Modern Retail Vanguard: Lesley Mottla, ButcherBox
This is part of the Modern Retail Vanguard, a series highlighting the behind-the-scenes talent powering the world’s top retail brands. More from the series →
The inaugural Modern Retail Vanguard list highlights the behind-the-scenes talent propelling the world’s top retail brands. To read more about who else we selected and why, click here.
Before joining meat subscription startup ButcherBox, Lesley Mottla began her career in hospitality, with aspirations to manage a hotel. But as she moved into the tech industry, Mottla realized she was fascinated by figuring out ways to use the digital world to improve physical experiences.
“I found this really interesting intersection of… looking at like a full ecosystem of how you deliver something good to a customer?” Mottla said, who’s now the company’s chief product and experience officer.
At ButcherBox, Mottla is responsible for figuring out how to deliver something good to the company’s roughly 425,000 subscribers. In an age where once-hot subscription startups like Birchbox and Blue Apron have gone bankrupt or faltered on the public markets, ButcherBox has managed to build a profitable, $600 million business. In her role, Mottla oversees the product management, customer service, and member teams, among other areas.
Mottla joined ButcherBox full-time in 2021, after serving as an advisor to the company for two years. She also previously worked in customer experience for a mix of tech and consumer startups, like Zipcar, M. Gemi and The Farmer’s Dog.
One of her first priorities at ButcherBox was to make sure that the company was “organized around the customer.” That meant creating customer personas, making sure every team had access to customer insights, and pushing teams to think how something as simple as a packaging switch could impact the customer experience.
ButcherBox looks at a variety of qualitative and quantitative metrics to judge customer satisfaction, beyond just the traditional benchmarks for subscription startups like retention rates.
For example, one of the metrics ButcherBox looks at is “was your first box successful?”
“We see that if you have a high rating of that first meal being successful, we’re much more likely to keep you as a customer,” Mottla said.
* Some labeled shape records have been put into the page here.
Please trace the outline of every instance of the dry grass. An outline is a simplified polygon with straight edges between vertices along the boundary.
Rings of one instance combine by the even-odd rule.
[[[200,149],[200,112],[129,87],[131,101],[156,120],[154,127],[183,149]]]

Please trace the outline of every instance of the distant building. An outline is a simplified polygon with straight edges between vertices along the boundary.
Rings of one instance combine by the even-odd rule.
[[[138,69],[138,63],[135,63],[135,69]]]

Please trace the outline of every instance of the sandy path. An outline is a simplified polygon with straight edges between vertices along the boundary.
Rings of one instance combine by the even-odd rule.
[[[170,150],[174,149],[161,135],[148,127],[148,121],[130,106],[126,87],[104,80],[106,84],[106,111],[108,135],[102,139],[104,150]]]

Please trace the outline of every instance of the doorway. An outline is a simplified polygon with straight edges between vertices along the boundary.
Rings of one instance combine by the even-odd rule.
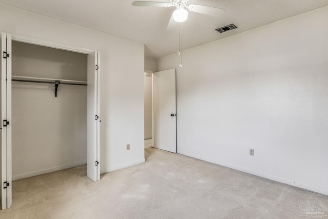
[[[145,148],[176,153],[175,69],[145,72],[144,78]]]

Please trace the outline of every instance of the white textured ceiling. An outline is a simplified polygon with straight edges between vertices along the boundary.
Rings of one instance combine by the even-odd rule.
[[[0,3],[145,44],[145,55],[158,58],[178,50],[178,26],[167,31],[174,7],[136,7],[134,0],[0,0]],[[151,0],[150,0],[151,1]],[[153,0],[169,2],[169,0]],[[328,5],[328,0],[190,0],[224,8],[218,18],[189,12],[182,23],[186,49]],[[238,28],[219,33],[233,23]],[[293,27],[291,27],[291,28]]]

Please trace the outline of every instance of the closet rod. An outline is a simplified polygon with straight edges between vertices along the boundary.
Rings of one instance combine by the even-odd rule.
[[[43,82],[41,81],[32,81],[32,80],[21,80],[19,79],[12,79],[12,82],[32,82],[33,83],[44,83],[44,84],[55,84],[55,97],[57,97],[57,91],[58,90],[58,86],[59,85],[84,85],[86,86],[87,85],[85,84],[77,84],[77,83],[62,83],[60,81],[56,81],[55,82]]]
[[[24,78],[24,79],[31,79],[32,80],[33,79],[36,79],[37,80],[59,81],[60,82],[74,82],[76,83],[86,83],[87,82],[84,81],[68,80],[67,79],[46,78],[45,77],[27,77],[26,76],[18,76],[18,75],[11,75],[11,77],[18,77],[20,78]]]
[[[56,81],[56,82],[43,82],[41,81],[31,81],[31,80],[20,80],[18,79],[12,79],[13,82],[32,82],[33,83],[45,83],[45,84],[56,84],[56,82],[59,82],[59,84],[61,85],[87,85],[85,84],[77,84],[77,83],[67,83],[65,82],[61,82],[59,80]]]

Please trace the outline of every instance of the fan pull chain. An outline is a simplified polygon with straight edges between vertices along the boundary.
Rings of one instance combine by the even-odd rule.
[[[179,52],[178,54],[180,55],[180,68],[182,67],[182,22],[179,23]]]

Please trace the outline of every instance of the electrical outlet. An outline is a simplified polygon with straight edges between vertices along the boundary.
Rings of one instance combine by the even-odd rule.
[[[250,155],[251,156],[254,155],[254,149],[253,149],[253,148],[250,148]]]

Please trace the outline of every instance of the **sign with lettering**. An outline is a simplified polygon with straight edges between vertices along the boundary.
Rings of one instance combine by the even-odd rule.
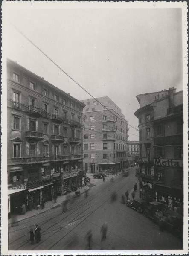
[[[9,188],[9,189],[26,189],[26,184],[23,184],[23,185],[20,185],[17,186],[16,186],[13,187],[13,188]]]
[[[68,178],[71,178],[72,177],[75,177],[78,175],[78,172],[77,171],[72,172],[71,173],[63,173],[63,180],[68,179]]]
[[[142,186],[147,186],[149,189],[152,189],[152,183],[148,181],[142,181]]]
[[[154,158],[154,164],[156,166],[160,166],[183,168],[183,160]]]

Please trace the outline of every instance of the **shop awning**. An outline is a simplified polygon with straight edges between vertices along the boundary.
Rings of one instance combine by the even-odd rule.
[[[37,188],[34,188],[34,189],[28,189],[28,191],[29,192],[31,192],[31,191],[34,191],[34,190],[38,190],[38,189],[44,189],[44,187],[43,186],[41,186],[39,187],[38,187]]]
[[[26,189],[8,189],[8,194],[12,195],[12,194],[15,194],[15,193],[17,193],[18,192],[25,191],[26,190]]]
[[[50,186],[50,185],[53,185],[54,183],[49,183],[48,184],[44,184],[43,186]]]

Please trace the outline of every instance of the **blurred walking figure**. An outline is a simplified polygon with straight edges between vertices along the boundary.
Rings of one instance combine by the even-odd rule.
[[[106,223],[104,223],[101,227],[100,233],[102,233],[101,241],[102,241],[106,238],[106,233],[107,232],[108,226]]]
[[[55,201],[55,203],[56,201],[56,199],[57,199],[57,195],[56,195],[56,193],[55,193],[54,195],[54,200]]]
[[[35,229],[35,240],[36,242],[38,243],[41,241],[41,228],[38,227],[38,225],[36,225],[36,228]]]
[[[127,191],[125,192],[125,196],[126,196],[127,200],[128,200],[128,198],[129,195],[129,192],[128,192],[128,190],[127,190]]]
[[[133,200],[134,199],[134,198],[135,197],[135,193],[134,191],[133,191],[131,193],[132,198]]]
[[[124,195],[122,195],[122,200],[121,201],[122,204],[125,204],[125,196]]]
[[[34,233],[33,232],[32,228],[29,231],[29,234],[30,234],[30,239],[29,239],[31,241],[32,244],[34,244],[34,237],[35,236]]]
[[[85,236],[85,239],[87,240],[87,246],[86,248],[88,250],[92,250],[91,243],[93,238],[93,234],[92,233],[92,230],[90,230],[87,233]]]

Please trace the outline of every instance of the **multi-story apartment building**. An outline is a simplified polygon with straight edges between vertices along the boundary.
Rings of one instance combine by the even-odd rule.
[[[139,142],[137,140],[128,140],[128,153],[129,156],[139,155]]]
[[[84,166],[91,173],[125,167],[127,163],[128,122],[108,96],[81,101],[83,108]],[[103,106],[104,107],[103,107]]]
[[[9,213],[82,186],[79,101],[7,60]]]
[[[183,210],[183,91],[168,90],[137,95],[141,195]]]

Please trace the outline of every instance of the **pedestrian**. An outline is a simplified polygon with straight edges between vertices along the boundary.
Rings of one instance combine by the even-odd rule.
[[[22,214],[25,214],[26,211],[26,205],[23,203],[22,205]]]
[[[35,240],[37,243],[38,243],[41,241],[41,228],[38,227],[38,225],[36,225],[36,228],[35,230]]]
[[[128,200],[128,197],[129,195],[129,192],[128,192],[128,190],[127,190],[127,191],[125,192],[125,196],[126,196],[126,198],[127,198],[127,200]]]
[[[122,200],[121,200],[121,203],[122,204],[125,204],[125,197],[124,197],[124,195],[122,195]]]
[[[92,250],[91,243],[93,239],[93,233],[91,230],[90,230],[87,233],[85,236],[85,239],[87,240],[86,248],[88,250]]]
[[[102,233],[101,241],[102,241],[106,238],[106,233],[107,232],[108,227],[106,223],[104,223],[101,227],[100,233]]]
[[[55,193],[55,194],[54,195],[54,200],[55,201],[55,203],[56,201],[57,198],[57,195],[56,195],[56,193]]]
[[[134,198],[135,197],[135,193],[134,191],[133,191],[131,193],[132,197],[133,198],[133,200],[134,199]]]
[[[29,233],[30,234],[30,239],[29,239],[31,241],[32,244],[34,244],[34,237],[35,236],[34,233],[33,232],[33,230],[32,228],[31,229],[30,231],[29,231]]]

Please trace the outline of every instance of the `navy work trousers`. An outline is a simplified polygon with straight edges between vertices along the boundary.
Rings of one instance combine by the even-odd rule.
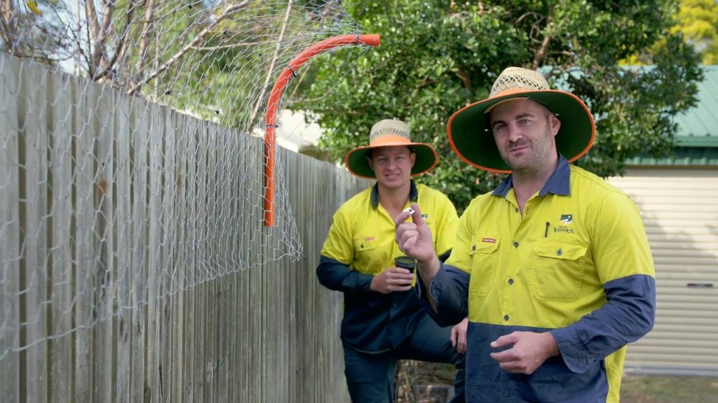
[[[368,354],[344,346],[345,375],[353,403],[391,403],[396,361],[411,359],[452,364],[458,369],[452,403],[463,403],[465,356],[451,344],[451,326],[439,327],[424,316],[411,336],[389,351]]]

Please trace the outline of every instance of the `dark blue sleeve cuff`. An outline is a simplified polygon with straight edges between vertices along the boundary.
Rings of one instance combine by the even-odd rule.
[[[320,256],[317,278],[322,285],[330,290],[369,293],[374,276],[353,270],[348,265],[330,257]]]
[[[434,312],[429,303],[424,282],[421,278],[417,280],[416,288],[419,303],[439,326],[455,325],[468,316],[469,278],[466,272],[442,264],[429,287],[437,312]]]

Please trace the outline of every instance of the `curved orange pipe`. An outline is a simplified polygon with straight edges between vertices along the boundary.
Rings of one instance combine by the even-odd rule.
[[[276,156],[276,110],[279,100],[292,76],[305,62],[325,50],[347,44],[379,46],[379,35],[338,35],[318,42],[303,50],[281,72],[269,94],[264,132],[264,226],[274,225],[274,158]]]

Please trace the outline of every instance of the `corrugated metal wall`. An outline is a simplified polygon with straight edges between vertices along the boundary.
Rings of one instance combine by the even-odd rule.
[[[718,375],[718,169],[633,168],[610,181],[643,216],[656,263],[653,331],[626,371]]]

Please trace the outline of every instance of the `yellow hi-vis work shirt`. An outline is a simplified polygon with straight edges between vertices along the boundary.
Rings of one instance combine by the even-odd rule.
[[[563,157],[523,212],[510,177],[475,199],[430,290],[437,321],[467,310],[467,402],[617,402],[625,346],[653,327],[653,276],[633,202]],[[561,356],[501,369],[490,343],[516,331],[550,331]]]
[[[409,202],[421,206],[439,256],[452,248],[459,217],[444,194],[411,181]],[[393,217],[378,202],[376,185],[337,211],[322,249],[317,275],[325,287],[344,293],[342,341],[365,352],[381,352],[404,341],[426,313],[411,291],[381,294],[370,290],[374,275],[402,256],[394,242]]]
ButcherBox has tried to measure that by offering some first-time subscribers an incentive to keep a diary during the week in which they receive their first box. Through that, the company has found that Alaskan salmon, for example, is a trickier cut for first-time subscribers to cook.
“We’re building out the customer experience for those early customers to kind of help them pick a cut that…. is going to have a higher likelihood of success,” Mottla said. “Or, if they want to cook the salmon, then we’re trying to provide them with recipes on the site.”
It’s these types of thought exercises that have kept Mottla to customer experience in various capacities throughout her career. “I enjoy seeing people enjoy something…or feel good about a decision that they made,” she said.